Search code examples
pythongarbage-collectioncpythonpypy

How to debug GC in PyPy?


I've been trying to switch from CPython to PyPy recently, and while trying to solve a bug, more precisely an error 139 with SIGSEGV signal (so a Segmentation Fault), I tried to investigate the garbage collection through the GC module by looking at the gc.garbage attribute list.

In CPython, I could for example run the following piece of code (taken from there with modifications) to check lingering objects in the GC garbage list:

import gc

gc.set_debug(gc.DEBUG_SAVEALL)

print(gc.get_count())
lst = []
lst.append(lst)
list_id = id(lst)
del lst
gc.collect()
for item in gc.garbage:
    print(item) if list_id == id(item) else "pass"

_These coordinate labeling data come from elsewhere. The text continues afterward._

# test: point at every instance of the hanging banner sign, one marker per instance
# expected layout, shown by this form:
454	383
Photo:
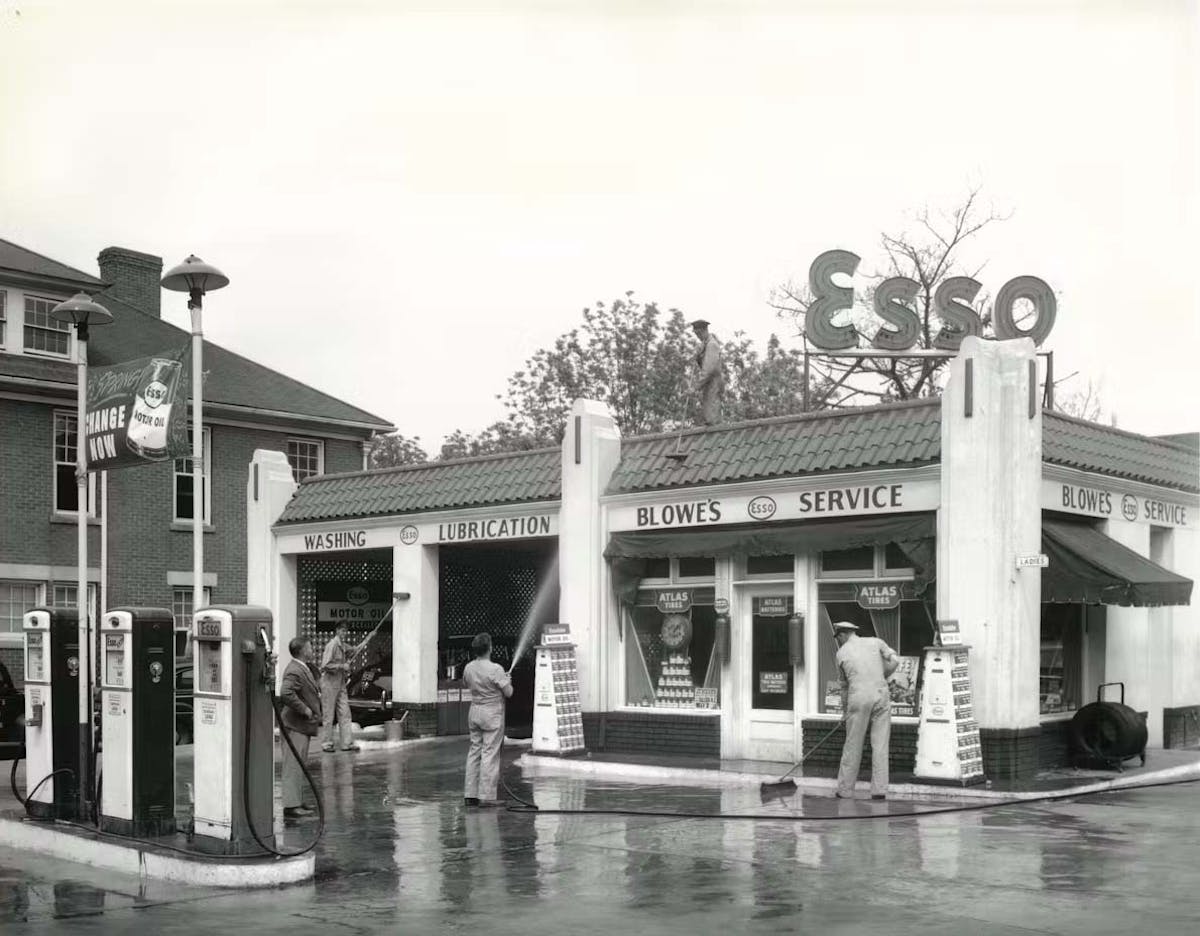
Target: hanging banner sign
773	606
354	604
877	597
675	601
137	412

This code works well in CPython, but returns the following error in PyPy :

AttributeError: module 'gc' has no attribute 'set_debug'

Indeed, print(dir(gc)), which returns different lists of attributes and methods for the GC class, doesn't list gc.set_debug() for PyPy :

# Under CPython
['DEBUG_COLLECTABLE', 'DEBUG_LEAK', 'DEBUG_SAVEALL', 'DEBUG_STATS', 'DEBUG_UNCOLLECTABLE', '__doc__', '__loader__', '__name__', '__package__', '__spec__', 'callbacks', 'collect', 'disable', 'enable', 'garbage', 'get_count', 'get_debug', 'get_objects', 'get_referents', 'get_referrers', 'get_stats', 'get_threshold', 'is_tracked', 'isenabled', 'set_debug', 'set_threshold']

# Under PyPy
['GcCollectStepStats', 'GcRef', '__doc__', '__loader__', '__name__', '__package__', '__spec__', '_dump_rpy_heap', '_get_stats', 'collect', 'collect_step', 'disable', 'disable_finalizers', 'dump_rpy_heap', 'enable', 'enable_finalizers', 'garbage', 'get_objects', 'get_referents', 'get_referrers', 'get_rpy_memory_usage', 'get_rpy_referents', 'get_rpy_roots', 'get_rpy_type_index', 'get_stats', 'get_typeids_list', 'get_typeids_z', 'hooks', 'isenabled']

If I understood correctly, setting gc.set_debug(gc.DEBUG_SAVEALL) keeps unreachable objects in the garbage list of the GC, so without it, gc.collect() would attempt to free the object's memory allocation. But I want to inspect the garbage list before, because I suspect it triggers the Segmentation Fault I'm trying to track.

Despite looking through PyPy's documentation on garbage collection (like here, here) and other places (like here or here), I haven't been able to find a way to watch the garbage collection process minutely in PyPy like it's possible to do in CPython. So, could someone explain to me how the differences between PyPy's and CPython's GC affect the above test code, and more precisely, how is it possible to watch pending objects in gc.garbage before collection with PyPy?

I'm running Python 3.6.9 with PyPy 7.3.2. GCC is 8.4.0 for CPython, and 7.3.1 for PyPy.


Solution

  • It's not possible to do what you're trying to do. Even on CPython, the list gc.garbage will by far not contain all objects that are reclaimed, even if you enable debug mode, but only the ones that have been found to be in cycles. That's unlikely to be relevant to anyone except the authors of the cycle-finding logic itself. And on PyPy, the notion of "being in a cycle" is even less relevant; as you have probably understood already from the various links you point to, PyPy's GC is quite different.

    No, there is no way to inspect all objects that are dying. In fact PyPy's GC is optimized for objects that die young, and for all of these (which are typically 80%-90% of all objects in a program) then the structure of the GC is such that there is no way to even know what the dying objects are. These 80%-90% of objects occupy space that is reclaimed in bulk, not one by one.

    In all likelihood, you're looking at your problem from the wrong end. If you can describe a bit more what your problem is, we can try to come up with better solutions. In the meantime, note that you can run pypy -X faulthandler to get at least some kind of traceback when you get a segfault.